Meeseeks v0.3.1 Meeseeks

Meeseeks is an Elixir library for extracting data from HTML.

iex> import Meeseeks.CSS
Meeseeks.CSS
iex> html = Tesla.get("https://news.ycombinator.com/").body
"..."
iex> for story <- Meeseeks.all(html, css("tr.athing")) do
       title = Meeseeks.one(story, css(".title a"))
       %{title: Meeseeks.text(title),
         url: Meeseeks.attr(title, "href")}
     end
[%{title: "...", url: "..."}, %{title: "...", url: "..."}, ...]

Dependencies

Meeseeks depends on html5ever via the html5ever NIF.

Because html5ever is a Rust library, you will need to have the Rust compiler installed.

This dependency is necessary because there are no HTML5 spec compliant parsers written in Elixir/Erlang.

Getting Started

Parse

Start by parsing a source (HTML string or Meeseeks.TupleTree) into a Meeseeks.Document so that it can be queried.

iex> document = Meeseeks.parse("<div id=main><p>1</p><p>2</p><p>3</p></div>")
%Meeseeks.Document{...}

The selection functions accept an unparsed source, but parsing is expensive, so parse ahead of time when running multiple selections on the same document.

Select

Next, use one of Meeseeks's two selection functions, all or one, to search for nodes.
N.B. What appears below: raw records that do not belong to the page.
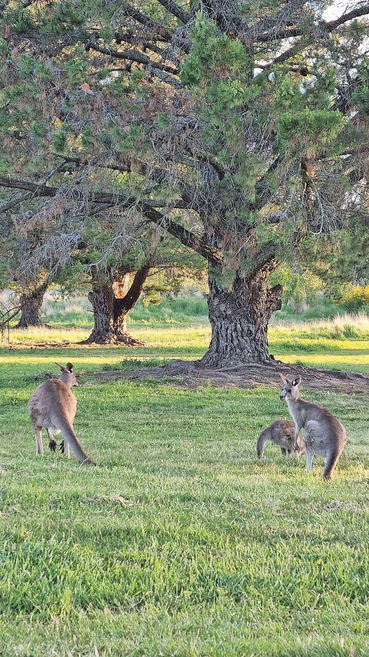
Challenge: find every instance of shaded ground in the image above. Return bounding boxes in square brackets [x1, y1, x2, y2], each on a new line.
[87, 360, 369, 393]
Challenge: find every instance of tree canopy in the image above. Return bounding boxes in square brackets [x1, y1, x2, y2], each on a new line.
[0, 0, 369, 365]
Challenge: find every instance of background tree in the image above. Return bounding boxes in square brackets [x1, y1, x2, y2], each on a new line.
[0, 0, 369, 366]
[0, 211, 52, 328]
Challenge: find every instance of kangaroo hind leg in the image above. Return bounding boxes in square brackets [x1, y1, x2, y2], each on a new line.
[323, 450, 341, 479]
[35, 427, 44, 454]
[46, 427, 56, 452]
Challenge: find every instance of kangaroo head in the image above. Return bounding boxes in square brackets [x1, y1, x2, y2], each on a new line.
[279, 374, 301, 401]
[55, 363, 78, 388]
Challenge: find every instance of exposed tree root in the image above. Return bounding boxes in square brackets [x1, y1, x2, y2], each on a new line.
[78, 331, 147, 347]
[88, 360, 369, 394]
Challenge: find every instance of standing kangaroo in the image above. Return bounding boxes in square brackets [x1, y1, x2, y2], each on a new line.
[256, 420, 305, 459]
[28, 363, 95, 465]
[280, 374, 347, 479]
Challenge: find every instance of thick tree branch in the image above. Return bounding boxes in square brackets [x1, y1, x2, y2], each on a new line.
[114, 264, 150, 319]
[86, 41, 179, 75]
[159, 0, 190, 23]
[0, 177, 223, 266]
[0, 177, 189, 210]
[142, 206, 223, 267]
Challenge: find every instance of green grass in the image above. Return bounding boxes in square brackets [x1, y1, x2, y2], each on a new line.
[0, 323, 369, 657]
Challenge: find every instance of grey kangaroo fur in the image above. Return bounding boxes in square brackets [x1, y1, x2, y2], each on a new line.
[280, 374, 347, 479]
[256, 420, 305, 459]
[28, 363, 96, 465]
Both functions accept a queryable (a source, a document, or a Meeseeks.Result) and one or more Meeseeks.Selectors.

all returns a list of results representing every node matching one of the provided selectors, while one returns a result representing the first node to match a selector (depth-first).

Use the css macro provided by Meeseeks.CSS to generate selectors.

iex> import Meeseeks.CSS
Meeseeks.CSS
iex> result = Meeseeks.one(document, css("#main p"))
%Meeseeks.Result{ "<p>1</p>" }

Extract

Retrieve information from the result with an extraction function.

The Meeseeks.Result extraction functions are attr, attrs, data, dataset, html, own_text, tag, text, tree.

iex> Meeseeks.tag(result)
"p"
iex> Meeseeks.text(result)
"1"
iex> Meeseeks.tree(result)
{"p", [], ["1"]}

Custom Selectors

Meeseeks is designed to have extremely extensible selectors, and creating a custom selector is as easy as defining a struct that implements the Meeseeks.Selector behaviour.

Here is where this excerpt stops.